In People vs. Dimaano, G.R. No. 174481, February 10, 2016, the accused, who
was caught in possession of dangerous drugs at the departure area of Manila
Domestic Airport was also convicted of attempted transportation of dangerous drug.
However, in People vs. Jones, G.R. No. 115581, August 29, 1997, the accused was
also caught in possession of dangerous drugs at the departure area of NAIA, and yet,
he was convicted of consummated transportation of dangerous drugs. At any rate, the
penalty prescribed for transportation of dangerous drugs is the same as that for
attempted transportation of dangerous drugs.
32. To be held liable for estafa in relation to the Trust Receipt Law, the accused
must have the obligation to turn over the proceeds of sale of the entrusted goods, or
return the unsold goods to the entruster, but he has violated this undertaking. Thus,
the offender must have acquired the goods for resale, and not for consumption. In this
case, the accused is not an importer or retail dealer, but one who received the goods to
be used for the fabrication of steel communication towers. Hence, the transaction
between the accused and the bank is simple loan, and not trust receipt. Failure to
perform obligation under this loan agreement is neither estafa through
misappropriation nor a violation of the trust receipt law. To rule otherwise is to violate
the constitutional provision on non-imprisonment by reason of non-payment of debt
(Ng vs. People, G.R. No. 173905, April 23, 2010; Colinares and Veloso vs. CA, G.R. No.
90828, September 5, 2000; Yang vs. People, G.R. No. 195117, August 14, 2013).
33. The obligation of the entrustee under the trust receipt agreement is to turn
over to proceeds of sale of the entrusted goods, or return the unsold goods to the
entruster. Violation of this undertaking constitutes estafa in relation to the trust
receipt law.
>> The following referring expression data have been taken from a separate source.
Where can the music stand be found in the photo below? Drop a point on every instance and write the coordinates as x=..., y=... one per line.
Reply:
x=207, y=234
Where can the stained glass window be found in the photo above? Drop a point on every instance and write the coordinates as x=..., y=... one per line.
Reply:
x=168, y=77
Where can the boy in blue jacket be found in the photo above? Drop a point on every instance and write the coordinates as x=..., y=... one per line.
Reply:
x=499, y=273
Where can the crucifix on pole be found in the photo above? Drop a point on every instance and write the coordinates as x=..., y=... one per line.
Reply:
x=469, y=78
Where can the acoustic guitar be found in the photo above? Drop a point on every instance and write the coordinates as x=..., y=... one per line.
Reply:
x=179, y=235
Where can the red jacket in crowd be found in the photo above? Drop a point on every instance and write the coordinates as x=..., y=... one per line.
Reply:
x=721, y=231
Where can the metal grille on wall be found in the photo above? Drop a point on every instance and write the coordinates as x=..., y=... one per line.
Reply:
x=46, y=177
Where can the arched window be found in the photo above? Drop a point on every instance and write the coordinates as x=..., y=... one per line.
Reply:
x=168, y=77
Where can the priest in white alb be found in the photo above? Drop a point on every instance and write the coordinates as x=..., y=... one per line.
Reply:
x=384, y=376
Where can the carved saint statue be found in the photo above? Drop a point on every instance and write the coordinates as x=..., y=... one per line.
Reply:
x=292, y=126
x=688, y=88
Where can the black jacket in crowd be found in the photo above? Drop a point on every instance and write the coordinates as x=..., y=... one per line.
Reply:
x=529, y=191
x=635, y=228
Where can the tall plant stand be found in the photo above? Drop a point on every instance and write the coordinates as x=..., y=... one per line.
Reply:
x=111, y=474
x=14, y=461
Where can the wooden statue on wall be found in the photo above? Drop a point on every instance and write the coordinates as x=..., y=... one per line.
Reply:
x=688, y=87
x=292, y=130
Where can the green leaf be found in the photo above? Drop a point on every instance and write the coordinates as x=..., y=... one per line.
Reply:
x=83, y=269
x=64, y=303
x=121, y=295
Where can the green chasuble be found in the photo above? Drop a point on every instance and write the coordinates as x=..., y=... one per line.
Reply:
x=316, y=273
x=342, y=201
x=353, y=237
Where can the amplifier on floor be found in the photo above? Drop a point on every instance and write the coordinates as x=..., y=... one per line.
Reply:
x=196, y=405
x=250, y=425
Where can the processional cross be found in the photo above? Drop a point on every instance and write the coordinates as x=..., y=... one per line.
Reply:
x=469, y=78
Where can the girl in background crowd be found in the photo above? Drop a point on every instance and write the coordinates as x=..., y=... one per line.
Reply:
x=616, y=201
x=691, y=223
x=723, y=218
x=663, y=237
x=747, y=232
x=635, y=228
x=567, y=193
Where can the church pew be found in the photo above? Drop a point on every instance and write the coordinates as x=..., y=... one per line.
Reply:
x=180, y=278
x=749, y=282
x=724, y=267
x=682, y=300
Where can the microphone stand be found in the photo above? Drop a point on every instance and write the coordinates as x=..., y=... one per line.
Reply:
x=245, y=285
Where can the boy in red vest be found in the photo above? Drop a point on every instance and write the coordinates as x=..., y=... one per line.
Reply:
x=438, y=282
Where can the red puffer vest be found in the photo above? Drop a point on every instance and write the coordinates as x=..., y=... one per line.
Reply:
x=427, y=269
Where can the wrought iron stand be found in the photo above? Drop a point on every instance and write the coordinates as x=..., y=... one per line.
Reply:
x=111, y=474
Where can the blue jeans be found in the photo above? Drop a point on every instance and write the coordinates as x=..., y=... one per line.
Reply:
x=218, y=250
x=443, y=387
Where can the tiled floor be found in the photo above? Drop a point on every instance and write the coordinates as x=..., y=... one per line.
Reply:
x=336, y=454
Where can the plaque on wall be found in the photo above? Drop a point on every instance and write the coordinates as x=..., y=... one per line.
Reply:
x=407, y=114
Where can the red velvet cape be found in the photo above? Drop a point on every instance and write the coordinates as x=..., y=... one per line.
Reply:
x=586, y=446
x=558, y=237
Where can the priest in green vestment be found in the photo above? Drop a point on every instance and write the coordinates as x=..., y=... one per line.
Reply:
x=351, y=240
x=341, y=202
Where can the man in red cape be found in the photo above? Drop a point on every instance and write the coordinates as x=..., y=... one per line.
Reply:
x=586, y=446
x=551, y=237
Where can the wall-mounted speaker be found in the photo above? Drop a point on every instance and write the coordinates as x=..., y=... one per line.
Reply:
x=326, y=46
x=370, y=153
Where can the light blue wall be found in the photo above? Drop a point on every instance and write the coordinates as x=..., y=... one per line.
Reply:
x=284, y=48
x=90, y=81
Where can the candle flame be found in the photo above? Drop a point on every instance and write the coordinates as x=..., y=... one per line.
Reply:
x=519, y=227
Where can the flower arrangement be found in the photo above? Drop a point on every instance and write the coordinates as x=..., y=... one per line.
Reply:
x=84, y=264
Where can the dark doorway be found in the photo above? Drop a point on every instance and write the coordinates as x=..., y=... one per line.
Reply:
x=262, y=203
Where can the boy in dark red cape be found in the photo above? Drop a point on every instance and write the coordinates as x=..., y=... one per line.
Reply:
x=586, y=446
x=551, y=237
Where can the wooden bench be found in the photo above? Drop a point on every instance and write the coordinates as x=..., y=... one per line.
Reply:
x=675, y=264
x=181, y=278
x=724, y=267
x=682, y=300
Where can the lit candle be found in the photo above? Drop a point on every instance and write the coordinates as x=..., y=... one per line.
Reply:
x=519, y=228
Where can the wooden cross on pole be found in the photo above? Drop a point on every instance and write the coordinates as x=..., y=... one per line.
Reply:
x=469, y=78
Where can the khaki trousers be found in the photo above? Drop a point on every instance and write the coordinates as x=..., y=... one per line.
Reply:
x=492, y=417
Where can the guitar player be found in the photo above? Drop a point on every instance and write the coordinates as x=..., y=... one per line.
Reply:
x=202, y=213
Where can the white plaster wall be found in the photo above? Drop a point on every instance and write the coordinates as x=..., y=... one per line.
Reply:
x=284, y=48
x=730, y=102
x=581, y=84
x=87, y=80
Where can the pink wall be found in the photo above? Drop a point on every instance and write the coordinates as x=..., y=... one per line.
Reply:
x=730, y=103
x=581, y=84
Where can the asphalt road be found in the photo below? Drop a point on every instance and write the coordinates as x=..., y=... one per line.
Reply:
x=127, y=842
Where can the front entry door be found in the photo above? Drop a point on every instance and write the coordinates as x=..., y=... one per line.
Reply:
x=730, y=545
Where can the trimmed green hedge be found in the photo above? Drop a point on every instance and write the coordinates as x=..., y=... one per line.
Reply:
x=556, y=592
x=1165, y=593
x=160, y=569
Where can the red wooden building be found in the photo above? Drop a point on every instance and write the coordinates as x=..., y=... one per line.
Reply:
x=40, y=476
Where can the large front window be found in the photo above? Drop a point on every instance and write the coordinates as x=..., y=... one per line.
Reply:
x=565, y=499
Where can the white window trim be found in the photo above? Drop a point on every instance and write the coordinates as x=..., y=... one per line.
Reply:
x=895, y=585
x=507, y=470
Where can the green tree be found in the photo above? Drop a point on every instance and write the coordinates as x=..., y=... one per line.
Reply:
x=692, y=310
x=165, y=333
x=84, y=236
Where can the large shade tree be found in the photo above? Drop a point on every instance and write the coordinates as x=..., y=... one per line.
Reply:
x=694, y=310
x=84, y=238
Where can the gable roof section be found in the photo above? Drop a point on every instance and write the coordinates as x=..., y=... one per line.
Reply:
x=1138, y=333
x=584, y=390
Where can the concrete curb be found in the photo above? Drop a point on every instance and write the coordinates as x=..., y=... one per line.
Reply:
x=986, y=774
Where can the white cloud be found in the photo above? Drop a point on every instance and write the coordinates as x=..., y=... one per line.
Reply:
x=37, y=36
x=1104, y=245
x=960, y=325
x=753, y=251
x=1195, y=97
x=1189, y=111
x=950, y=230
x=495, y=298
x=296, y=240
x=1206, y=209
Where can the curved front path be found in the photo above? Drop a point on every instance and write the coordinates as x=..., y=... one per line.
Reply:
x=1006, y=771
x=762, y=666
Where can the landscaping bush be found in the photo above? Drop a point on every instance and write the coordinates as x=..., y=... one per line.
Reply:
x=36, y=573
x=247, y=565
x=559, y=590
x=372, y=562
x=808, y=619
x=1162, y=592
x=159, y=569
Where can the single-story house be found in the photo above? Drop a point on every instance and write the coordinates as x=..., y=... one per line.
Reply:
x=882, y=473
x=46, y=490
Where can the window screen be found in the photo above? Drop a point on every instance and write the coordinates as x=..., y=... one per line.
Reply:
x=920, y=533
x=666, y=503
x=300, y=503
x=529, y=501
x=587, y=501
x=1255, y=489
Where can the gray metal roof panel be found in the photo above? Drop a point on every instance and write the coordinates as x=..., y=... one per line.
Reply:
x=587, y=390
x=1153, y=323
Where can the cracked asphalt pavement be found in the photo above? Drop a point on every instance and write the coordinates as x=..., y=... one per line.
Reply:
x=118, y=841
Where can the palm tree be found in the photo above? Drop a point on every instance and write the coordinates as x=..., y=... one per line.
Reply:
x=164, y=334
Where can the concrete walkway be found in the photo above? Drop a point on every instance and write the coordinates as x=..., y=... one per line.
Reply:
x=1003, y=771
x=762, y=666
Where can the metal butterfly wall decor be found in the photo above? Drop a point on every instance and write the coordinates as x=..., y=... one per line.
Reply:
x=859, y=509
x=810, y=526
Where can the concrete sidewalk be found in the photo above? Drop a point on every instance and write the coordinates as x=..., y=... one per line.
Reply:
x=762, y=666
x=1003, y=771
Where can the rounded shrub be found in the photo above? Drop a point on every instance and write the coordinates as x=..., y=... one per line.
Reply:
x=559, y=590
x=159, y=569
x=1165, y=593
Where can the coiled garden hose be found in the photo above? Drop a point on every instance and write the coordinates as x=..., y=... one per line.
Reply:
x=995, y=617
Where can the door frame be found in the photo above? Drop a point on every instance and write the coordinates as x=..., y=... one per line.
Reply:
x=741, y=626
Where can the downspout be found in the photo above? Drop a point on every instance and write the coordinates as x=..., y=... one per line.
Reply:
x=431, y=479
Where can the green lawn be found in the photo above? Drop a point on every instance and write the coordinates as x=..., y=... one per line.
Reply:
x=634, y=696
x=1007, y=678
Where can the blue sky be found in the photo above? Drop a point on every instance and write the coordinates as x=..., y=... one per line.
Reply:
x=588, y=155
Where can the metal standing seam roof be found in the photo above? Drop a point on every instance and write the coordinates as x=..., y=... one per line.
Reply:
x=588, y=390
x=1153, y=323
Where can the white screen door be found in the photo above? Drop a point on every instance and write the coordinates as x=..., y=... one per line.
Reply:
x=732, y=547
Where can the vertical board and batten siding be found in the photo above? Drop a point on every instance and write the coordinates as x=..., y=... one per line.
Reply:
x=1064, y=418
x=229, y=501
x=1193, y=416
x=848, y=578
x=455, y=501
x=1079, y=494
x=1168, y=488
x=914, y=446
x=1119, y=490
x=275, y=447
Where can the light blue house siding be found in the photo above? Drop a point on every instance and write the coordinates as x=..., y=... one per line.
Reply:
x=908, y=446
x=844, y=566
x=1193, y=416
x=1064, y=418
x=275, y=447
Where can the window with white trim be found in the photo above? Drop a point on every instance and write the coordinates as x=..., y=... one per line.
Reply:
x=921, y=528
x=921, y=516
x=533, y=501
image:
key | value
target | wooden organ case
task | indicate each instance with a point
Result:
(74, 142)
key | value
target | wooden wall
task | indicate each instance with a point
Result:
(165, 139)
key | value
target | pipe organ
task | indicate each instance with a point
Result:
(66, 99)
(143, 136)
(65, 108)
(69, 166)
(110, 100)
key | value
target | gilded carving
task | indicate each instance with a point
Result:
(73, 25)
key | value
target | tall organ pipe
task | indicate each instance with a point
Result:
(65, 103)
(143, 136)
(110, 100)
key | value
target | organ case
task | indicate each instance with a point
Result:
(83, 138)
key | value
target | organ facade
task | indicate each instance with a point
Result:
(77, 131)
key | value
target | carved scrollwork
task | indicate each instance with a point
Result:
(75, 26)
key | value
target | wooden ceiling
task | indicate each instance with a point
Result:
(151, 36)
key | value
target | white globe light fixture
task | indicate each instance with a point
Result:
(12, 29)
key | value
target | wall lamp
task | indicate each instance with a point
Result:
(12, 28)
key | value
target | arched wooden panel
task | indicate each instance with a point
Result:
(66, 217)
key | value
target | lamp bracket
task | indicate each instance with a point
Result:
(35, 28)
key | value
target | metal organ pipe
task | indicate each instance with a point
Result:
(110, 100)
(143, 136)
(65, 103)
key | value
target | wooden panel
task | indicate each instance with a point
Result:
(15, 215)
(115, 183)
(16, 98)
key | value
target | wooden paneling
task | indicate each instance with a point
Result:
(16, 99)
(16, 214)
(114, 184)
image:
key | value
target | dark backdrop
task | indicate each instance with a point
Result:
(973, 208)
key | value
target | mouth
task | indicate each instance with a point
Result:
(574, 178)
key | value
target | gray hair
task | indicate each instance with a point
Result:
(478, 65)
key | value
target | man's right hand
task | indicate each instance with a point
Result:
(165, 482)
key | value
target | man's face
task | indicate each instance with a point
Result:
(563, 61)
Thus, turning over the proceeds of sale (Bank of Commerce vs. Serrano,
G.R. No. 151895, February 16, 2005) or turning over the unsold goods is a defense in
violation of trust receipt law. On the other hand, the obligation of the entrustee-debtor
under the letter of credit is to pay the bank the amount owing to it. Returning the
unsold goods covered by trust receipt to the bank is not a compliance with the
obligation under the letter of credit. Hence, the turning over of the unsold goods to the
bank is a defense in a criminal case for estafa in relation to the trust receipt law but
not in a civil case for recovery of the amount covered by letter of credit. The bank did
not become the real owner of the unsold goods, which were turned over by the debtor.
The bank merely acquired security title over them for obligation under the letter of
credit. The debtor remains the owner of the unsold goods and holds it at his own risk
(Vintola vs. Insular Bank of Asia and America, G.R. No. L-78671, March 25, 1988).